I just generated a pull request
https://github.com/scheme-requests-for-implementation/srfi-231/pull/43
to add an implementation of f16-storage-class, plus tests, to the sample
implementation.
If comments or further suggestions would be appreciated.
The implementation assumes at least 32-bit fixnums and 64-bit IEEE
double flonums, and uses flilogb, flscalbn, and an internal Gambit
procedure ##flcopysign, which do the same things as their C
counterparts. Otherwise, it's fairly straightforward.
I'm still thinking about the f8-storage-class issue.
Brad
On 3/14/23 6:39 PM, Shiro Kawai wrote:
Gauche also supports f16 numeric vector.
The conversion routines is in C. Writing it in portable Scheme may be a
bit of challenge (you'll probably need to assume IEEE double
representation for flonums, at least)
https://github.com/shirok/Gauche/blob/master/src/number.c#L492
<https://github.com/shirok/Gauche/blob/master/src/number.c#L492>
https://github.com/shirok/Gauche/blob/master/src/number.c#L469
<https://github.com/shirok/Gauche/blob/master/src/number.c#L469>
On Tue, Mar 14, 2023 at 6:24 AM John Cowan <[email protected]
<mailto:[email protected]>> wrote:
There's also a C version at
<https://www.mathworks.com/matlabcentral/fileexchange/23173-ieee-754r-half-precision-floating-point-converter
<https://www.mathworks.com/matlabcentral/fileexchange/23173-ieee-754r-half-precision-floating-point-converter>>.
On Tue, Mar 14, 2023 at 12:22 PM John Cowan <[email protected]

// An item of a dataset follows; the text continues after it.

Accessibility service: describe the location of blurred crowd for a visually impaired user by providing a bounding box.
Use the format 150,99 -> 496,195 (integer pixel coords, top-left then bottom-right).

<mailto:[email protected]>> wrote:
Unlike f8, f16 does have an IEEE standard, so it would be
possible to use the same general strategy I proposed for f8 to
provide a single f16 representation without any need for
f16vectors or f16 hardware support. There is a Java version of
the necessary converters at
<https://stackoverflow.com/questions/6162651/half-precision-floating-point-in-java/6162687
<https://stackoverflow.com/questions/6162651/half-precision-floating-point-in-java/6162687>>;
it doesn't require anything Java-specific but is pure bit-diddling code. The opposite
side is float32 rather than float64, but that is easily changed. As the article points
out, a lookup table of 64K floats is also a plausible implementation. Doing one or both of
these things pushes the implementation closer to the spec.
No changes to the SRFI would be required, since the lack of
support for f16 is not documented in the Implementation section.